Poultry carcass scanner passes first test
October 09, 2009
by Bryan Salvage
WASHINGTON — Agricultural Research Service (A.R.S.) scientists have developed technology that automatically scans poultry carcasses for contamination and it has been successfully tested in a commercial poultry plant. The system was developed by A.R.S. scientists Kurt Lawrence, Bosoon Park, Bob Windham and Seung-Chul Yoon, who work for the agency's Quality and Safety Assessment Research Unit in Athens, Ga.
Researchers have improved the hyperspectral imaging system so it can detect small amounts of fecal contamination. Creating individual wavelengths of light that pinpoint contaminants, the hyperspectral imaging technique combines digital imaging with spectroscopy.
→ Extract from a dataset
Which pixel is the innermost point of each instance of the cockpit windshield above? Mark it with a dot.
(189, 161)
In order to commercially test the technology, a prototype was placed in a poultry plant to detect contaminated carcasses. The system was developed through a research agreement with Stork Food Systems in Gainesville, Ga. According to Ms. Durham, carcasses were imaged after evisceration and before washing at a rate of 150 birds per minute. The system ran for several days without hardware or software problems and demonstrated its feasibility, according to one scientist.
The scientists are collaborating with agricultural engineer Kevin Chao and biophysical scientist Moon Kim at the A.R.S. Environmental Microbial and Food Safety Laboratory in Beltsville, Md. The Beltsville scientists developed an on-line imaging system to differentiate systemically diseased poultry carcasses from wholesome ones using the same hyperspectral imaging technology but at different wavelengths.
The fecal-detection and diseased-carcass-detection systems are being merged onto a common platform by the researchers and their industry partner that includes a line-scan hyperspectral imaging camera, lighting and operating and detection software. Merging both systems will aid in commercialization of the technology by creating one interchangeable imaging system that can be installed in different locations of the processing line to solve two separate and significant processing problems, Ms. Durham writes.
Combining both systems will also allow processors to more easily integrate such a system into their operations, the researchers added. The team plans to have a new prototype tested by the end of 2009. Researchers in Athens have also developed and implemented a new image-processing method to identify and remove false-positive readings.